On Fear
Fear has left the building. I’ve suspected that since the cardiac arrests.
But then the accident happened, and during recovery I felt something again. Riding at night, easing back onto the bike, there was an edge there. Enough that I thought, okay, maybe fear still has a seat at the table.
I don’t think that’s true anymore.
What I felt after the accident wasn’t fear. It was residue. Something physiological. Something my body remembered even if my mind didn’t carry it the same way anymore. A response, not a belief. And I think I confused the two.
Flying back from Columbus, I noticed something.
Actually, I didn’t notice it at first, and that’s the strange part. It was the absence of something that made it stand out.
Normally, I hate heights. Always have. Anything more than about a foot off the ground and my body lets me know. Butterflies, tightness, that little voice in the back of my head telling me this isn’t right.
Except this time? Nothing. No queasiness. No tension. No edge.
Takeoff came and went. I looked out the window. Watched the ground fall away. Nothing.
At one point I caught myself thinking about the possibility of a crash. And I laughed.
Not a nervous laugh. A real one. The kind where you’re actually amused by your own thoughts. Wondering what people would say about the last few years of my life if it all ended in a plane crash. The story. The irony of it.
But the crash itself? Didn’t scare me.
Now, I’m not claiming I’ve solved fear. I’m not saying one flight rewrites everything. But the data point is hard to ignore. Something changed.
Maybe dying stripped something out of me that I didn’t even realize was optional. Maybe what I used to call fear was just habit. Conditioning. A learned response that kept replaying itself long after it stopped serving any real purpose.
Because here’s the truth: fear keeps people small. It keeps them quiet. Keeps them safe. Keeps them stuck.
How many people go to their grave carrying regret over something they never did? Something they wanted. Something they knew they should have chased.
And why didn’t they?
Fear.
Fear of rejection. Fear of failure. Fear of being seen. Fear of being broke. Fear of being wrong. Fear of everything.
Post-death me doesn’t have much patience for that anymore.
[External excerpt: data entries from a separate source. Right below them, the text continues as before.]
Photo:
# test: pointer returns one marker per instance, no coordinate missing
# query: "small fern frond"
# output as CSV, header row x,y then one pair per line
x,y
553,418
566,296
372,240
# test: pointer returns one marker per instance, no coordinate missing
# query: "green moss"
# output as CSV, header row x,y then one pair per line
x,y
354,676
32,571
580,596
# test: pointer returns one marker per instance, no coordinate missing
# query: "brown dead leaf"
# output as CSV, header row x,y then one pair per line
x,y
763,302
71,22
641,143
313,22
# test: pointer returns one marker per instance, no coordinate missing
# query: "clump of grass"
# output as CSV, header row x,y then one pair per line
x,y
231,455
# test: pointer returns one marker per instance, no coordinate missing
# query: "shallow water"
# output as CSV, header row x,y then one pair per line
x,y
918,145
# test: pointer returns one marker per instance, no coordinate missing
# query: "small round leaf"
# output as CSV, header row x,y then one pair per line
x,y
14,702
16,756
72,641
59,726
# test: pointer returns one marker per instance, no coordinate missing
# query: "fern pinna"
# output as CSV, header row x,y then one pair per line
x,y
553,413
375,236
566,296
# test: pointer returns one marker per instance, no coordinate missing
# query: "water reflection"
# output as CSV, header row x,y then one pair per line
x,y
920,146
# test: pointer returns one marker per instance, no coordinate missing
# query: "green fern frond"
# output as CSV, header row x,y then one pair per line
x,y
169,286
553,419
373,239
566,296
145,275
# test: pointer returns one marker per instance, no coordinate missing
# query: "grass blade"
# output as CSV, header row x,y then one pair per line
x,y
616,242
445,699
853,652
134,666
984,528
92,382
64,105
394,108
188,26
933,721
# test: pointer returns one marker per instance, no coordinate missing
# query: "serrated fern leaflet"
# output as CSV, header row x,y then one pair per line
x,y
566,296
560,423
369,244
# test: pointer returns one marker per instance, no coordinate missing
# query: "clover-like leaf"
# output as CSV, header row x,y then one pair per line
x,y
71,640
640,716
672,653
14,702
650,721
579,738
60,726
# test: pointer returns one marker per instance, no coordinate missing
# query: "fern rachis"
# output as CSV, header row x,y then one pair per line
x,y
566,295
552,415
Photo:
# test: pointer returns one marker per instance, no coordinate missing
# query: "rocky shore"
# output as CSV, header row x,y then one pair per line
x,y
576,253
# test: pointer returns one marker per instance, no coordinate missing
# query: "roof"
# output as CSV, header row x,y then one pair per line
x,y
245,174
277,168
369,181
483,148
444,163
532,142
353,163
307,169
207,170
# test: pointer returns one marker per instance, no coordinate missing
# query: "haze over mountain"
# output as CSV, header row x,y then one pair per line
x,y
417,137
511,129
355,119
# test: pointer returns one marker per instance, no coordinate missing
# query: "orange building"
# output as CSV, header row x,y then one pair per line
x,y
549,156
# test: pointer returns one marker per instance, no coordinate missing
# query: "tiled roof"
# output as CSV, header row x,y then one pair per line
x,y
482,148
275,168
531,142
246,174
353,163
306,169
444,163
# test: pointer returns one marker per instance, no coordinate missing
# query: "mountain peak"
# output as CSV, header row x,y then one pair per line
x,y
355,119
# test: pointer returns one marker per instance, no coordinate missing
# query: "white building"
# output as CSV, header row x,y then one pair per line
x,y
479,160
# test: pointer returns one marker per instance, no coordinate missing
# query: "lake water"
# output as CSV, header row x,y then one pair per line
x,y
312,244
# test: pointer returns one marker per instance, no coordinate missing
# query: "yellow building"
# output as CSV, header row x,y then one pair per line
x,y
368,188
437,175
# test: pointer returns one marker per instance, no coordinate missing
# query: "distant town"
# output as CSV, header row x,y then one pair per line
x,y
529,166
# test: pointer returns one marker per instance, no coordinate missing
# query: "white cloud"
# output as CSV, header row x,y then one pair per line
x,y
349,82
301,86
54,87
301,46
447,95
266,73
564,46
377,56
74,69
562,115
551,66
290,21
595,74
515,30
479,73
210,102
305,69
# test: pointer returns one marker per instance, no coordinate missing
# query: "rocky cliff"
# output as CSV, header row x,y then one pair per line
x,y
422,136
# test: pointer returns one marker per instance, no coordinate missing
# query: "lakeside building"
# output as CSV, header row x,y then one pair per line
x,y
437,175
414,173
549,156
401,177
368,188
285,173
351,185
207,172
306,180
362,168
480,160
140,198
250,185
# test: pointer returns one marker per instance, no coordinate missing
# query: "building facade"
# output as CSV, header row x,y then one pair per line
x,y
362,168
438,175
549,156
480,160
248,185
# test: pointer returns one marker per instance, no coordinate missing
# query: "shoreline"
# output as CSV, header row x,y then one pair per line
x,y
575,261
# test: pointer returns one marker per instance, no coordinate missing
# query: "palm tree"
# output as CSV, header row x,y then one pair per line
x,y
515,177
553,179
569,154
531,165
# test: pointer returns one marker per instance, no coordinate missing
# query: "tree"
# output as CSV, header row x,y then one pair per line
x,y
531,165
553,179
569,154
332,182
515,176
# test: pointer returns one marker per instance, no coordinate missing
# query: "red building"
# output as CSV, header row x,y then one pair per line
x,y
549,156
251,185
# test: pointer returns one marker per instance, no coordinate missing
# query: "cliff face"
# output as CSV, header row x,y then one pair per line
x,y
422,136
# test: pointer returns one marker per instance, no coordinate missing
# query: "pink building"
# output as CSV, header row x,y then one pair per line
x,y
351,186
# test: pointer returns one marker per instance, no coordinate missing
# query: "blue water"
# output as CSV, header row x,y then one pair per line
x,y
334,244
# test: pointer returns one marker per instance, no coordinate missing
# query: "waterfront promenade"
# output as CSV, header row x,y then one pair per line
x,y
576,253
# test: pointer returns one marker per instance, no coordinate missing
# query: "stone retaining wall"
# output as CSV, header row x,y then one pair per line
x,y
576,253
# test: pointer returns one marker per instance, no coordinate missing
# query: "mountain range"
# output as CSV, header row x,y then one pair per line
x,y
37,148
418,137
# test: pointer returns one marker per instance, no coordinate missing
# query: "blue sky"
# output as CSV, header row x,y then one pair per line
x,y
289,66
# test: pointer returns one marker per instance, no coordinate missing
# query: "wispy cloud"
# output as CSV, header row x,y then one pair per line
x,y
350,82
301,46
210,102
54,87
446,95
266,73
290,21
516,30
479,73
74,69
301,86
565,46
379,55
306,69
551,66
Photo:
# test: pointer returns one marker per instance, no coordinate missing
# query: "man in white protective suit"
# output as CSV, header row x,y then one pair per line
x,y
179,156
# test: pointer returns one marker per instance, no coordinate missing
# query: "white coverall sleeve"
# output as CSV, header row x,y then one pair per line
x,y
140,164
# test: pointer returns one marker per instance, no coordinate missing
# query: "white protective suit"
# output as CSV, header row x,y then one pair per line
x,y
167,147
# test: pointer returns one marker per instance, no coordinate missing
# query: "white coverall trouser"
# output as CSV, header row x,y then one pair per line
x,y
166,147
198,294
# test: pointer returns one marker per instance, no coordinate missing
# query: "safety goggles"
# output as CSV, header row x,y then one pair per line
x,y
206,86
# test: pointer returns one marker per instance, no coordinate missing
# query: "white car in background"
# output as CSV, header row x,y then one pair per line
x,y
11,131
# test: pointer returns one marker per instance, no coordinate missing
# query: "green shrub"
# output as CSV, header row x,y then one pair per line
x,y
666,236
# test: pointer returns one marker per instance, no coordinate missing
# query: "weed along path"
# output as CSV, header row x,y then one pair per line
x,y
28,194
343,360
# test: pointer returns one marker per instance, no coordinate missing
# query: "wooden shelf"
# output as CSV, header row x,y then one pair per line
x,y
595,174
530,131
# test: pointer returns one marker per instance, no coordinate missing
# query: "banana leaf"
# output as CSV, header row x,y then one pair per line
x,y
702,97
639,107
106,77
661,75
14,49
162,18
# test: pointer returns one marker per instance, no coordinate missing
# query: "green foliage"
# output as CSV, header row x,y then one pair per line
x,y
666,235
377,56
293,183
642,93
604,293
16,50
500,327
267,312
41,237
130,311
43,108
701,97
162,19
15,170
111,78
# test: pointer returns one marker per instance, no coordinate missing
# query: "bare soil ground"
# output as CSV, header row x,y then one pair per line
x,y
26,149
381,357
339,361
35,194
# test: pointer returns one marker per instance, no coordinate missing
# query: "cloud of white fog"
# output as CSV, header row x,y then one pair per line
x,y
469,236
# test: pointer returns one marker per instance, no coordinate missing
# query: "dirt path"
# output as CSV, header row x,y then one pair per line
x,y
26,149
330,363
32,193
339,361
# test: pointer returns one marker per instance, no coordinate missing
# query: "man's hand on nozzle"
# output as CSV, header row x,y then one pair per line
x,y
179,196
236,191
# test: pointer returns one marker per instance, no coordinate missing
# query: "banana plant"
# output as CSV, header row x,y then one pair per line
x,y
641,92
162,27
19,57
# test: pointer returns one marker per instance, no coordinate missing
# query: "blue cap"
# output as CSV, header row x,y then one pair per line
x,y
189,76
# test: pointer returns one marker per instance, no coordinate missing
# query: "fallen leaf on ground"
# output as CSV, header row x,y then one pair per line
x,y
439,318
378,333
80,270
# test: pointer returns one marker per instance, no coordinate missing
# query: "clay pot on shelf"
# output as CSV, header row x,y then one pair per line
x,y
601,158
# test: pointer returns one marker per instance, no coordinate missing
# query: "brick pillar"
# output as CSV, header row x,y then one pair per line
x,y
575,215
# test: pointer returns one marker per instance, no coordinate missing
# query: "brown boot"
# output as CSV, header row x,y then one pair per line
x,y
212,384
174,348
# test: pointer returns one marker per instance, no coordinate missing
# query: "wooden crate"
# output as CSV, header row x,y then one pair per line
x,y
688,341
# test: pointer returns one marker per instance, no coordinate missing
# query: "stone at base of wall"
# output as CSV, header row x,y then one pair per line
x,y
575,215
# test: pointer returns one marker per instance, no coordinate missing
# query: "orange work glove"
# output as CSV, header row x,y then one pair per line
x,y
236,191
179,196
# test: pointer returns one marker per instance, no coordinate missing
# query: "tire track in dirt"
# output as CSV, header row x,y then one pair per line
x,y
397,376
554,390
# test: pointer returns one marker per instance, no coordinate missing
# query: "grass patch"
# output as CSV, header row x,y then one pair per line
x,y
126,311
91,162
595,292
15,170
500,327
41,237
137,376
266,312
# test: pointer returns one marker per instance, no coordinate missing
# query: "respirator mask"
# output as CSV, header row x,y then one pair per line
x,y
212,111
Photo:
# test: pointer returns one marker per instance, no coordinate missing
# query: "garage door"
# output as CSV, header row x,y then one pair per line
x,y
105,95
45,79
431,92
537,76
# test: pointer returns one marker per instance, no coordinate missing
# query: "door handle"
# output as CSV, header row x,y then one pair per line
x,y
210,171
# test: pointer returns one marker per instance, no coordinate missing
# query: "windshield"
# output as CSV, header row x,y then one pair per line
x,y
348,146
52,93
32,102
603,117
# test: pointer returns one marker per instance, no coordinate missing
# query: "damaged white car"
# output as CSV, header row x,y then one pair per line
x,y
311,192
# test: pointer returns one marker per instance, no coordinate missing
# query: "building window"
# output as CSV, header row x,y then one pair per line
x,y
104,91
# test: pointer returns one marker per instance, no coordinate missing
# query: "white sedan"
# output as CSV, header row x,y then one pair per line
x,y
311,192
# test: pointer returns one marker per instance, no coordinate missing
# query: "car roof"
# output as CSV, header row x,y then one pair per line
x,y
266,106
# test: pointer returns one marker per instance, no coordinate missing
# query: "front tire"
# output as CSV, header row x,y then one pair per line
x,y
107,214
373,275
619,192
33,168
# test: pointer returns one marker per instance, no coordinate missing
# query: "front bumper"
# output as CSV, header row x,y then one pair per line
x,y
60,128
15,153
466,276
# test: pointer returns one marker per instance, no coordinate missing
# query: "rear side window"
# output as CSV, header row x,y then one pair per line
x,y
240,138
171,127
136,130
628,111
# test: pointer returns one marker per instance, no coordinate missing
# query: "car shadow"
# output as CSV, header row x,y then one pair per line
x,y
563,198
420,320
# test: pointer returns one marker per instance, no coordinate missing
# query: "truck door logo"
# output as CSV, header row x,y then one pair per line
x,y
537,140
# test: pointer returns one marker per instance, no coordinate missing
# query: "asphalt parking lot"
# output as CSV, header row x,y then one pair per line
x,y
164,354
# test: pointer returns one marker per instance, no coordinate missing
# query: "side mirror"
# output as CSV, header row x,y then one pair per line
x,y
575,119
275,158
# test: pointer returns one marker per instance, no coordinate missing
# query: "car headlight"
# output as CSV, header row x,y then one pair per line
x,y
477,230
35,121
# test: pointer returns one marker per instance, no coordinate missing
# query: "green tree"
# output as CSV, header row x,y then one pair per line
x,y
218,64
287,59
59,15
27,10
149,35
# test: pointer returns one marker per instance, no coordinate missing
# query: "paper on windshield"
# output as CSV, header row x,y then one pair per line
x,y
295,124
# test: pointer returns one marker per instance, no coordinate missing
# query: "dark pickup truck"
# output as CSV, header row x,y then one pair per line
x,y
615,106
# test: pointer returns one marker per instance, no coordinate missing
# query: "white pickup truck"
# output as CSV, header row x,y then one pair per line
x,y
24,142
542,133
I’ve spent too much time on the other side of the line to give fear the kind of authority it used to have.
That doesn’t mean I don’t feel things. It means I don’t listen to them the same way. I walk through it.
Or at least, I thought I was walking through fear. Now I’m starting to wonder if I was just walking through the echo of it.
Fear debilitates. And if I could encourage anyone to do one thing, it would be this: Stop giving it a seat at the table. Let it ride in the back if it has to come along. But don’t let it drive.
Because more often than not… it’s not even real anymore.